De origem aristocrática, o minueto foi uma dança muito popular na corte de Luís XIV, o Rei Sol, monarca conhecido pela frase-síntese do absolutismo: "L'état, c'est moi" (o Estado sou eu). Nos séculos XVII e XII, difundiu-se pela Europa, com ecos por aqui, por ser uma dança alegre e de passos miúdos, que não exigia um grande vigor físico, mas apenas ritmo para acompanhar o compasso 3/4. O minueto inspirou nossos sambistas a dançarem o "miudinho"; na política, "dançar miudinho" é sinônimo de saia justa, isto é, um grande constrangimento.

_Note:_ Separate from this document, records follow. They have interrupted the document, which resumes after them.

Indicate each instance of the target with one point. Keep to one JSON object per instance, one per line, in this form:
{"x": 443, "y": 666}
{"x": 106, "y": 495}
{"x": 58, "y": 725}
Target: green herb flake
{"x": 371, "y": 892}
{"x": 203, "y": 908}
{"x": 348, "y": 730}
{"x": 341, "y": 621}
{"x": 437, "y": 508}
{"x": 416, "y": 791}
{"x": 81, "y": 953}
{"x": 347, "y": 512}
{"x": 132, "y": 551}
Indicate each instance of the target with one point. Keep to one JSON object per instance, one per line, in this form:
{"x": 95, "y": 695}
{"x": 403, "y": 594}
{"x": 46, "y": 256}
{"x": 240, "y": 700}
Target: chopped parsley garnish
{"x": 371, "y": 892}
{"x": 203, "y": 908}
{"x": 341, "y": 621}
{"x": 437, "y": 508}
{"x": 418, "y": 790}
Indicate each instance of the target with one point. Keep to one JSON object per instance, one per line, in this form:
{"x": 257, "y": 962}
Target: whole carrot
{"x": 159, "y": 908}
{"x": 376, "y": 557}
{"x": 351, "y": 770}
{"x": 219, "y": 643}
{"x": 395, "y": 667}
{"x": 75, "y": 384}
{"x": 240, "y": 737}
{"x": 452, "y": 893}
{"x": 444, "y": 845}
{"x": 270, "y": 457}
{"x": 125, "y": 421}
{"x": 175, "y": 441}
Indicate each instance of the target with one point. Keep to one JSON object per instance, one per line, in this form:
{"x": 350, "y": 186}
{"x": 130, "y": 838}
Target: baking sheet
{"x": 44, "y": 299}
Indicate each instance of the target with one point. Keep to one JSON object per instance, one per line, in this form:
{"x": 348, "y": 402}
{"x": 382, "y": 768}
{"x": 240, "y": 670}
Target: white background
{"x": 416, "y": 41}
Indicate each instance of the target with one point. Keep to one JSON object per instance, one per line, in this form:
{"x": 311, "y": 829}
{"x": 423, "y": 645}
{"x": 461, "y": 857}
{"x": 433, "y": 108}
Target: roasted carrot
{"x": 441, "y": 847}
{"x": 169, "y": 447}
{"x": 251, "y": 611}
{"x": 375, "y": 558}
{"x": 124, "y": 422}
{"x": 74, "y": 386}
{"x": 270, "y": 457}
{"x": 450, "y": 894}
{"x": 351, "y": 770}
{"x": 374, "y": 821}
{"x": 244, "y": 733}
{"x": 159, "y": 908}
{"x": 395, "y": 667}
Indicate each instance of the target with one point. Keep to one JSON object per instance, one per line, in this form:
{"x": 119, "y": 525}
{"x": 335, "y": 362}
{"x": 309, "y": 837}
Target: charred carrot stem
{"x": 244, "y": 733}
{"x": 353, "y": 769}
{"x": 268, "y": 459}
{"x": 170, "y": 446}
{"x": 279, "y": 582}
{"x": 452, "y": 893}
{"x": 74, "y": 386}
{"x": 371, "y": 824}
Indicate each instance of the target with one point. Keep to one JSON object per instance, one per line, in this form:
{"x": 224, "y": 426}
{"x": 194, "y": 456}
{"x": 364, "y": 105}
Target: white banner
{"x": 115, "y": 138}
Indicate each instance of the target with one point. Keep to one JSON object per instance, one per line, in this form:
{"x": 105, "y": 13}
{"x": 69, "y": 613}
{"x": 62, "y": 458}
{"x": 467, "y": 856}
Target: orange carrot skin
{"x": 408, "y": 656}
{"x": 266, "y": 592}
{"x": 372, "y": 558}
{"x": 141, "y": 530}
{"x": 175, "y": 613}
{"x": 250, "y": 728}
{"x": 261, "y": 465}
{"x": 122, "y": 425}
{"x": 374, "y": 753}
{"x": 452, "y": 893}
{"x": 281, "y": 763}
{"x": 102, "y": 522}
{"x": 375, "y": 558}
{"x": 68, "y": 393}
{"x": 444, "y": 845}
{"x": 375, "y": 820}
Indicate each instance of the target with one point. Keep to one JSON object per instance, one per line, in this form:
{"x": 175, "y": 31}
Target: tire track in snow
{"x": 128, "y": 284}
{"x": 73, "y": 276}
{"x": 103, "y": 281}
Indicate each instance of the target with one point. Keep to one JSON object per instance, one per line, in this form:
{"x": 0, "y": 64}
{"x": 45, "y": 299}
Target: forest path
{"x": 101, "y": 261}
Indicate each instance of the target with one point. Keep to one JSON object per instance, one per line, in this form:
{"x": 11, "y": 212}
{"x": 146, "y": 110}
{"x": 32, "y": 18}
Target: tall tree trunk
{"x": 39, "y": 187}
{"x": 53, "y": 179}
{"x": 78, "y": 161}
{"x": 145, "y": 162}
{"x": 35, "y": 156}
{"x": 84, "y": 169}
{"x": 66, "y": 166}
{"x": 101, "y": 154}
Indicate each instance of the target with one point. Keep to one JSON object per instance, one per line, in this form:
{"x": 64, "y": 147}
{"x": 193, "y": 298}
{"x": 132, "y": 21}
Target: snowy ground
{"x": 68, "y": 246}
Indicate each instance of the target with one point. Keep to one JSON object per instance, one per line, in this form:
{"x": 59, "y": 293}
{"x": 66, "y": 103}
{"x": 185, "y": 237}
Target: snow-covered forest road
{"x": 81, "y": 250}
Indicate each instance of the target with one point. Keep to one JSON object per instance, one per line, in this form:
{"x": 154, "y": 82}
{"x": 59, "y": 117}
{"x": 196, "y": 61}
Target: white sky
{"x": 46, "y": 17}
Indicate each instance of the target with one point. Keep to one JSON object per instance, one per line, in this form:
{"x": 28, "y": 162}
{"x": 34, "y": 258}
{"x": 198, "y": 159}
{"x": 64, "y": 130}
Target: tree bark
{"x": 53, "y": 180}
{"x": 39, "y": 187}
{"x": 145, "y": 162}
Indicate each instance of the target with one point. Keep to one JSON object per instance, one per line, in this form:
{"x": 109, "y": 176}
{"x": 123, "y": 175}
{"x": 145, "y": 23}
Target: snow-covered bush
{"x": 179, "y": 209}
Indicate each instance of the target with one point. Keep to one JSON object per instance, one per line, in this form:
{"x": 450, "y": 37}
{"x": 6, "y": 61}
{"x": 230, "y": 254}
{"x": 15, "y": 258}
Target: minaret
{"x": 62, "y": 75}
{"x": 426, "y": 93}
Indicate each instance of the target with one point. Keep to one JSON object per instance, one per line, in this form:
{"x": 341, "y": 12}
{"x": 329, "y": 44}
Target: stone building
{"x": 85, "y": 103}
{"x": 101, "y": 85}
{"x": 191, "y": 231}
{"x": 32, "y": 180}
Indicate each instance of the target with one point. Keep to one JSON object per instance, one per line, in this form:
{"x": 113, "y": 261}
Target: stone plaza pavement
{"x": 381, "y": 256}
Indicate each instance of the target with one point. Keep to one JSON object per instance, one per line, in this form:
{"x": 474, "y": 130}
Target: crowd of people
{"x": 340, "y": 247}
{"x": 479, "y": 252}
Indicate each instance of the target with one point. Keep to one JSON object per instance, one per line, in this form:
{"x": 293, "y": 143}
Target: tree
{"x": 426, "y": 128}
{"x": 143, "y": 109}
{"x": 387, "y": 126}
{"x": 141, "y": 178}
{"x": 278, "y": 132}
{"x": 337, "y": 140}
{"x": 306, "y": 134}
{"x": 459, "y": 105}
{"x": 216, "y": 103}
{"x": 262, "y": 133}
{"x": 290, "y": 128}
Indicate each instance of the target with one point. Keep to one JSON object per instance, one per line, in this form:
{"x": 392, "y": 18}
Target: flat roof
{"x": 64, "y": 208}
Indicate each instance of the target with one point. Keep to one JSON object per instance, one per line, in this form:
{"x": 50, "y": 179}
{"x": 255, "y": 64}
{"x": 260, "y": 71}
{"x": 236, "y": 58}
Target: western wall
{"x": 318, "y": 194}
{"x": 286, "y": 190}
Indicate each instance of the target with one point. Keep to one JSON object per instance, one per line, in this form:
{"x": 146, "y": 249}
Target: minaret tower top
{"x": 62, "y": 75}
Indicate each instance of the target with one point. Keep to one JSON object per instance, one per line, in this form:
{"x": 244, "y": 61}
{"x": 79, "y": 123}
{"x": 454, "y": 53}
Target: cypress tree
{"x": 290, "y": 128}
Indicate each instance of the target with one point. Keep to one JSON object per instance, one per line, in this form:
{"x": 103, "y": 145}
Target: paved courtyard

Muitos compositores incluíram o "minuit" em suas sonatas, sinfonias e músicas de câmara, como Bach, Haydn, Mozart, Beethoven e Paderewski. O minueto da Sinfonia nº 40 de Mozart, porém, nada tem de elegante nem gracioso, mas exprime um grande sentimento de angústia. É mais ou menos o que está acontecendo com a diplomacia brasileira após as declarações do presidente Luiz Inácio Lula da Silva sobre o massacre israelense em Gaza, em retaliação ao atentado terrorista do Hamas.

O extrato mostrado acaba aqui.